Senin, 17 Februari 2014

Sebuah Rasa dan Cara Mengungkapkannya



               
Namanya Velina Maharessa, aku baru tau itu sebulan yang lalu. Velina pindah ke sekolah ini sebulan yang lalu, dan di hari pertama itu semua mulai menarik. Memang sih sayang sekali Velina ini nggak sekelas denganku, tapi mengenalnya itu menyenangkan.
                “Shea, kamu sedang sibuk tidak?” perkenalkan, ini Pak Fatah, Kepala Sekolahku yang bertubuh kurus kering. Tapi, walau begitu beliau orang yang hebat.
                “Tidak Pak, ada yang bisa saya bantu?”
                “Ini ada anak baru, namanya Velina dari Jakarta. Kamu antarkan ke 11-A5 ya, oh iya Velina, dia ini ketua OSIS, namanya Shea. Kamu bisa berkenalan sendiri nanti. Bapak tinggal dulu ya.”
                “Iya Pak!”
                Hari pertama bertemu semuanya masih bungkam, Velina berjalan mengikuti punggungku dan hanya diam. Sama sekali nggak ada yang membuka omongan, kecuali setelah kami sampai di kelasnya.

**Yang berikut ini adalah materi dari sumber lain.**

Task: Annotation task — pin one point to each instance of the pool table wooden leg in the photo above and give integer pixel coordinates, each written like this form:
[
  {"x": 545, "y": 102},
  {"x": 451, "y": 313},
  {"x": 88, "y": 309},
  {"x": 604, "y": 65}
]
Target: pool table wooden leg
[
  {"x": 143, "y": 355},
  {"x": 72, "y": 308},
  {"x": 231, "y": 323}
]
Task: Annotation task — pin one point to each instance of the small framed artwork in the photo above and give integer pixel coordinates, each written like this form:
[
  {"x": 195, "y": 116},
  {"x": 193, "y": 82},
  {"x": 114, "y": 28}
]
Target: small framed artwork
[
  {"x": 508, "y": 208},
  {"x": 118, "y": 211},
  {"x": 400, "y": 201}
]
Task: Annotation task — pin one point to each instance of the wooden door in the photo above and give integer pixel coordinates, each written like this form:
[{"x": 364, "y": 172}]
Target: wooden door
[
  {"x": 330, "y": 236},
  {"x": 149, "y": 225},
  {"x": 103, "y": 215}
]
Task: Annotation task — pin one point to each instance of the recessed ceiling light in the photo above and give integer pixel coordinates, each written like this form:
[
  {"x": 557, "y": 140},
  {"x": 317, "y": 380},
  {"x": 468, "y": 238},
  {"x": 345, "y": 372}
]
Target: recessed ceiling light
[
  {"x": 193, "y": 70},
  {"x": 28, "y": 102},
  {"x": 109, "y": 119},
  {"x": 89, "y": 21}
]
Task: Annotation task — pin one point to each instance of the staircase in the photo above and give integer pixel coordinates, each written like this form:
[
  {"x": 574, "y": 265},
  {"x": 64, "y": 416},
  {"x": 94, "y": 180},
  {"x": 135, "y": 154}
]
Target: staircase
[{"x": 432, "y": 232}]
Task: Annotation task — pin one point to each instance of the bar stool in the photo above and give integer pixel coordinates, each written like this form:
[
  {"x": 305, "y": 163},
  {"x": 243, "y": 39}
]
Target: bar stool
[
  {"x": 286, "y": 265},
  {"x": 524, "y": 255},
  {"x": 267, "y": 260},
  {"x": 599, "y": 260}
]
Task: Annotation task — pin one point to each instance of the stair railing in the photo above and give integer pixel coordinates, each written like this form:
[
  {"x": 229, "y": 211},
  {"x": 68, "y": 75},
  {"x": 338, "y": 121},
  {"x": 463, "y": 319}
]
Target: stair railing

Kemudian dia mengucapkan terima kasih. Ya, semua masih sama sampai sekarang, tak ada sapa tak ada rasa. Emm, bagaimana ini? Aku tidak bisa menjamin kalau aku tidak memiliki rasa apa-apa dengan Velina.
                Seperti biasanya, hari senin ini Velina selalu datang sekitar jam setengah tujuh. Kemudian berbaris nomor tiga dari depan, selalu di banjar pertama pada saat upacara. Entah itu tempat favoritnya atau memang tanpa sengaja seperti itu.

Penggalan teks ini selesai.